= Michael Halstenson =

American classical composer

Michael Halstenson is a native to North Dakota. He is a musician and composer. Currently, he resides in Elk River, Minnesota.

==Education==
Halstenson studied music performance and composition at the University of North Dakota, Webster College, and the University of Minnesota.

==Compositions==
Halstenson has been commissioned to write numerous pieces; his compositions have been performed in many places. Performances of his music have taken place in Carnegie Hall, Kennedy Center, Lincoln Center, and Tampere Hall, Finland.

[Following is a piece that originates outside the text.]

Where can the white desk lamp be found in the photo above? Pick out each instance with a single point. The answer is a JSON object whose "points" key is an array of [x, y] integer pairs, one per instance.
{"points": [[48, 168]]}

His pieces have been broadcast on Minnesota Public Radio as well. Halstenson's compositions have been performed by the St. Paul Chamber Orchestra, Minnesota Orchestra, Appleton Symphony, Minnesota All-State Band, University of Minnesota Opera Theater, Lake Wobegon Brass Band, and the St. Olaf Band among others.

==Employment==
Michael Halstenson took the position of conductor of the North Suburban Concert Band in 1985 and kept the position for 12 years. In 1997, Steve Lyons became the conductor.
Halstenson also conducted the North Suburban Chorale, St. Cloud Symphony, Buffalo (MN) Symphony, and directed music at Peace Lutheran Church in Coon Rapids, Minnesota. Halstenson retired in 2017, but makes frequent appearances at Anoka High School. During his employment, he directed the orchestra program at Anoka High School and was in charge of the music for the Anoka High School theater program. He began his work at Anoka High School in 1996. He also conducts the Northern Symphony Orchestra and the Lake Wobegon Brass Band.